Because most of the amplification circuitry is done on a single cluster of ICs in Class D, the 13kg weight is explained by the ‘Pure Stream Power Supply,’ which employs two large frame type transformers. The related gubbins that come with PWM (Pulse Width Modulation) digital amps are present, but they’re supplemented by Onkyo’s VL Digital analogue-to-digital conversion technology (now in its third iteration), which “delivers a dramatic decrease in pulse noise.” The Optimum Gain Volume Circuitry, according to Onkyo, adjusts signal gain to reduce the amount of attenuation required at low volumes to typically less than half of what is required at higher volumes, ensuring that the signal never approaches the noise-floor. The output stage circuitry is fully discrete, and the earthing is done with a thick, low-impedance bus plate with great care. The amp is built with audiophile-grade capacitors and sits atop a robust, anti-resonant chassis with brass stabilizers.
The A-9755 sounds remarkably rich, warm, and powerful after a nice lengthy run-in period and an hour or two of warm-up, albeit it is a touch soft and overly generous in the bass, hazy in the mid, and extremely smooth up top in absolute terms. It’s also not the lightest or most dynamic integrated I’ve heard, but it still sounds better than most other similarly priced integrated amps I’ve heard. It’s defective in the best, most euphonic way conceivable, which was the key to the success of the original NAD3020. It’s large, chubby, and intimidatingly powerful.
For a £700 amplifier, the bass is really incredible. Its creator is a big fan of tube amps, and it shows in the sound, which is warm, tuneful, and a little soft — yet unlike flaming glass bottles, it has virtually endless reservoirs of power. The Onkyo has a large, “cinemascope” soundstage in the midband, which I believe is due in part to some voicing in the preamp section; when used in power amplifier mode, things were much more neutral, accurate, and finely defined. The 9755, on the other hand, pushes the soundstage broader than it should be as an integrated amplifier, resulting in a delightfully spacious and opulent sound.
It’s not that hot from the front to the back; things are a little two-dimensional, which means the depth perspective is lacking. The image lingers just behind the plane of the speakers, but its incredible left-to-right size nevertheless draws you in. However, at the price, I have yet to hear anything that is convincingly superior in this regard. The Onkyo is smooth and silky on top, like all good digital amplifiers, with nice delicate, finely detailed treble detailing, but it lacks atmosphere.

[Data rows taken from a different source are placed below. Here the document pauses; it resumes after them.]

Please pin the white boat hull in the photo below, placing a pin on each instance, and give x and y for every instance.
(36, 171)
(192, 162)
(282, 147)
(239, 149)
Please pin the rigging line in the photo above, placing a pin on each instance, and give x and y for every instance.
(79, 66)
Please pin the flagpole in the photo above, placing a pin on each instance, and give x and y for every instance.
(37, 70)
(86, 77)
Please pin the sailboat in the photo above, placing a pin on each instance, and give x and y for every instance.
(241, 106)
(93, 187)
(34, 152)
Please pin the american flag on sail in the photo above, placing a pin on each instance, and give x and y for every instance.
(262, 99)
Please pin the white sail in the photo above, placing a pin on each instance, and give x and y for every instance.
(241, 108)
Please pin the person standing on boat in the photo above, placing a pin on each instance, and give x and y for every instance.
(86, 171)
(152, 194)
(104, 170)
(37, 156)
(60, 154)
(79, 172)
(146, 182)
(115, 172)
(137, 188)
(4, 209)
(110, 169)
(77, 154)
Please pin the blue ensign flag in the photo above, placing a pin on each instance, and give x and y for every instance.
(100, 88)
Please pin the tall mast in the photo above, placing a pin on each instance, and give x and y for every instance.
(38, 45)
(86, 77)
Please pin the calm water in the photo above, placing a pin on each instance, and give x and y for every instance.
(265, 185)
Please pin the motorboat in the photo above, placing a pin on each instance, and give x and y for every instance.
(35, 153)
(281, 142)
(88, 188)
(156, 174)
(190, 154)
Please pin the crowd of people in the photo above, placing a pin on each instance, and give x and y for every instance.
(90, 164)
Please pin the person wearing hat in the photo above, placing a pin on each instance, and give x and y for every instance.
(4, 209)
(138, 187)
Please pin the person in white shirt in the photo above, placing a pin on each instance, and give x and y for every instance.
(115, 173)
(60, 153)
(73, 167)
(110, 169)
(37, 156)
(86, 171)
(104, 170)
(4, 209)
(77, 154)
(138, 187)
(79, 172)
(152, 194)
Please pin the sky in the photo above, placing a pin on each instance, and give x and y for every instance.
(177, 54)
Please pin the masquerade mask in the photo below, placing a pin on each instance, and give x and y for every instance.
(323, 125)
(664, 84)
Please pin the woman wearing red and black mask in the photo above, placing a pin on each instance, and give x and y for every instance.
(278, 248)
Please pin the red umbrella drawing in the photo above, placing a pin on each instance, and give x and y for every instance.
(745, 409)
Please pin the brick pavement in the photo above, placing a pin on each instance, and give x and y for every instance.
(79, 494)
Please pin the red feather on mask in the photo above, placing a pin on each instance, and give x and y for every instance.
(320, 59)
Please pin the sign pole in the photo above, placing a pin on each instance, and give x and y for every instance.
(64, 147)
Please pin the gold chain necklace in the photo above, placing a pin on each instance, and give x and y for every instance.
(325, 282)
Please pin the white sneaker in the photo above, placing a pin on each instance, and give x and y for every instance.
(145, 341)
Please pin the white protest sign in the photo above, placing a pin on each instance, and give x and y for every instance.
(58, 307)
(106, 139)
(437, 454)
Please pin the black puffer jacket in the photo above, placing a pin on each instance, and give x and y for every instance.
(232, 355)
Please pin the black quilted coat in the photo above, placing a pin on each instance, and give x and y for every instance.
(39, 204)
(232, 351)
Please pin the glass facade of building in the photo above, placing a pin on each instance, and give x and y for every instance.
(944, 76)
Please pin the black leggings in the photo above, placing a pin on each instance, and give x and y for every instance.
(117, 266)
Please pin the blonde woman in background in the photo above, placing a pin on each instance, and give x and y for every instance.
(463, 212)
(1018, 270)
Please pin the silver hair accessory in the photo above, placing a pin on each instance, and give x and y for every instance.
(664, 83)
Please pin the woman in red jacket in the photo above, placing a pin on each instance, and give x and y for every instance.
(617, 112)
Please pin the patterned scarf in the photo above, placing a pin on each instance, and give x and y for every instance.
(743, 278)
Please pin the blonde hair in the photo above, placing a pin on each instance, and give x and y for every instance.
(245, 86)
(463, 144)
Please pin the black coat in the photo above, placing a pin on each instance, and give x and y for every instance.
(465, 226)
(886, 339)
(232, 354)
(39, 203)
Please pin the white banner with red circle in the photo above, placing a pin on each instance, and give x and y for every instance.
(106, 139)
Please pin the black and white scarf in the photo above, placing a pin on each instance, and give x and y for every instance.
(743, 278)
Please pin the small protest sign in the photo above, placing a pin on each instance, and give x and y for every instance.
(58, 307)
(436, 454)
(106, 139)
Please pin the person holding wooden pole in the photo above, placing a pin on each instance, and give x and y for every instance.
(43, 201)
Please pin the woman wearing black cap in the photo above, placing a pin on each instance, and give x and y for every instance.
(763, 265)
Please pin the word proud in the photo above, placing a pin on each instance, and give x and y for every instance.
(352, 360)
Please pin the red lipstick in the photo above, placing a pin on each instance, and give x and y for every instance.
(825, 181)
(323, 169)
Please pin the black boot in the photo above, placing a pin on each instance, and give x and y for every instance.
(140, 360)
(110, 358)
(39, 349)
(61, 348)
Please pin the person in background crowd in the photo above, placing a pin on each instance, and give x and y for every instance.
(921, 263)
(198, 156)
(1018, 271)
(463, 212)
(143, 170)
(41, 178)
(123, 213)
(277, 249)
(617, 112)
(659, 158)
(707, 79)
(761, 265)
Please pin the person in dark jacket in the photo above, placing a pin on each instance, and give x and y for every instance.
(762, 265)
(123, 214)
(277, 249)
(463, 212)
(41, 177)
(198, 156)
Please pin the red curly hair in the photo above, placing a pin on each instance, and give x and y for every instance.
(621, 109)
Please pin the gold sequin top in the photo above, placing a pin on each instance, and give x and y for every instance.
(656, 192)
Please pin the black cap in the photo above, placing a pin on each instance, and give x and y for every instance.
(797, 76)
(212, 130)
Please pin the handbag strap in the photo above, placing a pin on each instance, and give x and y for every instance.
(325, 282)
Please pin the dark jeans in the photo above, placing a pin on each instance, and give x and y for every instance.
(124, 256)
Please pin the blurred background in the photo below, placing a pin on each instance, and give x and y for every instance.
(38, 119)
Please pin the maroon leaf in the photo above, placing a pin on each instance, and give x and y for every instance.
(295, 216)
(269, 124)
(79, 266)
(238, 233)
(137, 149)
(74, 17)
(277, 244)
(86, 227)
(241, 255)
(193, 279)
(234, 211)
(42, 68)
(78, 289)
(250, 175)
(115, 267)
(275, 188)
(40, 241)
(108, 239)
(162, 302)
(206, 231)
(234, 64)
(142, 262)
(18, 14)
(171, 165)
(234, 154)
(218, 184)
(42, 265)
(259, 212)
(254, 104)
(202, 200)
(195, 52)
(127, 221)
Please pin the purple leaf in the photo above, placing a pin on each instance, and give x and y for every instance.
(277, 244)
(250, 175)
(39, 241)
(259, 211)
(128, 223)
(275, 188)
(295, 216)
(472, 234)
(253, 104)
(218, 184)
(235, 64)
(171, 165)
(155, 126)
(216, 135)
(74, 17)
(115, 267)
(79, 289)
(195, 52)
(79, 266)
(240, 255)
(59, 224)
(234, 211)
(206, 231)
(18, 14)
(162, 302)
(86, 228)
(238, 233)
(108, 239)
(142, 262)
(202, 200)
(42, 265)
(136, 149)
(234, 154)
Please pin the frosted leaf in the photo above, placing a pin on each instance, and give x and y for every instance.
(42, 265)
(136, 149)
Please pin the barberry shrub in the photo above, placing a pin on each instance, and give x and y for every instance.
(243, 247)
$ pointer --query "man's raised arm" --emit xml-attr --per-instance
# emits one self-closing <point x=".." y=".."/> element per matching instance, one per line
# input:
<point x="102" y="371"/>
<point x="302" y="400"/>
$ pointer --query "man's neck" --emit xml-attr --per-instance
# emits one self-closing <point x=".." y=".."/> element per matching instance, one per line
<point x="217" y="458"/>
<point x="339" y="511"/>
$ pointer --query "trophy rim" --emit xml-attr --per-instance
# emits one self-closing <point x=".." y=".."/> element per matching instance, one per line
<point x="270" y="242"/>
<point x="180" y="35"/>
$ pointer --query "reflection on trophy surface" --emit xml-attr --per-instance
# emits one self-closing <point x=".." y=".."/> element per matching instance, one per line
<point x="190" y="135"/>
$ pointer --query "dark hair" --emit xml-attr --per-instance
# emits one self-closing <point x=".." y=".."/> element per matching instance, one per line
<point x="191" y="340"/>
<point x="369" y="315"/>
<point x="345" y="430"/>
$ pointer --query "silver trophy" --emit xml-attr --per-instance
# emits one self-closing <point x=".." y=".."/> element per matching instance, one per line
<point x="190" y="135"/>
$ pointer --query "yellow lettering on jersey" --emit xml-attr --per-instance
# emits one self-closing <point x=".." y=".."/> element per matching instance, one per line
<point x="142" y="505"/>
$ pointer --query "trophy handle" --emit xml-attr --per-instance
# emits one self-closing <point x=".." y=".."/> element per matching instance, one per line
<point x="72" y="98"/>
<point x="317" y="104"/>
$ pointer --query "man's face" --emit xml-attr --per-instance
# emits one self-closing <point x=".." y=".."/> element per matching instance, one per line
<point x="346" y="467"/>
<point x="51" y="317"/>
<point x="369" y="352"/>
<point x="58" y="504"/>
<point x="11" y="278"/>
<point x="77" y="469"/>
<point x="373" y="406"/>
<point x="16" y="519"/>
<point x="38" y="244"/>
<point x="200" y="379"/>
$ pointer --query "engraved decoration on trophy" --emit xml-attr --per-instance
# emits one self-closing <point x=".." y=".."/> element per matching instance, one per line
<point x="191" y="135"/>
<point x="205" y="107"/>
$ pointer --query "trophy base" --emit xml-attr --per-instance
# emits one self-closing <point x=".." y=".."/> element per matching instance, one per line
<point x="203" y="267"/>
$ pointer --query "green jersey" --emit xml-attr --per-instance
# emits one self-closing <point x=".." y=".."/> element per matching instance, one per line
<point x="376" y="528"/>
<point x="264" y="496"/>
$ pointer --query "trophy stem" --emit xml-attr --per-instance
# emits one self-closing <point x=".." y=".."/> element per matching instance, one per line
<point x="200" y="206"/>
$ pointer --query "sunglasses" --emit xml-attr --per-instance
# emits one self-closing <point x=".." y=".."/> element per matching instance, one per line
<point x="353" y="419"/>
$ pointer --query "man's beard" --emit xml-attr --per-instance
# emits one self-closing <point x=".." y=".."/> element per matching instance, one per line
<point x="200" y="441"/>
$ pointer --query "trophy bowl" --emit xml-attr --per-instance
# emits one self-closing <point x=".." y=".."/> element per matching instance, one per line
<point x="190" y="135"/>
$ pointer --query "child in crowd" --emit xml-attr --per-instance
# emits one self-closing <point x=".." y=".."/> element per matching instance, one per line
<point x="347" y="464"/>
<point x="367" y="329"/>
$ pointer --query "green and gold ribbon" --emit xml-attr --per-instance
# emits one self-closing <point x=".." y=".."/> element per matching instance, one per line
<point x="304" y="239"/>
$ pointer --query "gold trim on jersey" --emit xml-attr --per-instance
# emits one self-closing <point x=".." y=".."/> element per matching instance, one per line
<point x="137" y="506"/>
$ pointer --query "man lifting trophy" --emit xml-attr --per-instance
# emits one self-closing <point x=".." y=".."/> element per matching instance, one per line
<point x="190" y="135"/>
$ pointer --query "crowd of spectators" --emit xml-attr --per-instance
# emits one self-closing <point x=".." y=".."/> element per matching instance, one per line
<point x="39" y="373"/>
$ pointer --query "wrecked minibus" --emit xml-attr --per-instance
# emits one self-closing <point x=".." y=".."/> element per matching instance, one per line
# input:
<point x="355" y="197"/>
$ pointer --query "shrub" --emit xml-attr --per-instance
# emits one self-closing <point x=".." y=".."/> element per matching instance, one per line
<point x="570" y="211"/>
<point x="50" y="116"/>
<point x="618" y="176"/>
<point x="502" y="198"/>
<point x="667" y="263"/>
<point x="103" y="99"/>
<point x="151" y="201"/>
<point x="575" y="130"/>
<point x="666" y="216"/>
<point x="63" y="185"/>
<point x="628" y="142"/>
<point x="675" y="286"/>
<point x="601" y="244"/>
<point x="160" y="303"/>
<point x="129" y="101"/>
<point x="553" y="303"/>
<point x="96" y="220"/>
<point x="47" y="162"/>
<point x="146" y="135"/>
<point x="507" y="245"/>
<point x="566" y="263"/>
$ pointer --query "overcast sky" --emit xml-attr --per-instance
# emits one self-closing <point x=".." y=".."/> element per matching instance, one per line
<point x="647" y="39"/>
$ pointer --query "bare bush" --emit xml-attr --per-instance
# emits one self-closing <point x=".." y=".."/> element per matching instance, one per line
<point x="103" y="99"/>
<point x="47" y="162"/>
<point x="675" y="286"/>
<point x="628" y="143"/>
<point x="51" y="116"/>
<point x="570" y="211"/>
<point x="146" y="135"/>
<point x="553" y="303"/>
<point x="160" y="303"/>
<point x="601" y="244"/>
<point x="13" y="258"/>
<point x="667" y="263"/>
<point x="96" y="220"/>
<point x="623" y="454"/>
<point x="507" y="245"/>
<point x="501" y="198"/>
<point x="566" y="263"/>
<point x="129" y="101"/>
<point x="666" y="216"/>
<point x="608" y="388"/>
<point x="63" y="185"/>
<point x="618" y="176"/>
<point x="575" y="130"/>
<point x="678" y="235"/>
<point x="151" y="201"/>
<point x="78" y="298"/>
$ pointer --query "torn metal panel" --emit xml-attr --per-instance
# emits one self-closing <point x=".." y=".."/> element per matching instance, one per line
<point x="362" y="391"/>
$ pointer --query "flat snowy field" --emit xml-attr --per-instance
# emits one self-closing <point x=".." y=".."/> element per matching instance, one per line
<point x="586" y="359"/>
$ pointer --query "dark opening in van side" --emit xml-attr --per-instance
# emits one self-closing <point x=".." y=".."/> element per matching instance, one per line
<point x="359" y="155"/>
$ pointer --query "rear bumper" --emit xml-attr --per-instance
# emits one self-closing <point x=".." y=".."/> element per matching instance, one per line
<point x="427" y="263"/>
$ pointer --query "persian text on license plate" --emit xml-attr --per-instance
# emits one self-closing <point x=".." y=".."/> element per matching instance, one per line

It’s surprisingly accomplished in terms of rhythm. You’d be forgiven for expecting it to be leaden, considering the aforementioned enormous fat bass, but it isn’t. It’s not as explicit as a Naim, but it doesn’t hold back when it comes to telling you about a song’s timing and dynamic expressiveness. Simply put, you like the song, you like the dynamic expressiveness of the performance, and you like the warm, powerful sound. When the preamplifier is removed from the circuit, the sound becomes tighter and less colorful, but it is still a very delightful listen.
Don’t be fooled by the vintage design of this amplifier; it’s a modern, finely voiced performer with excellent sound quality per pound. The excellent Japanese build (and, I’m sure, dependability) is the cherry on top. Only Rega’s Brio, which was released about the same time, had a better sound, but with noticeably less power.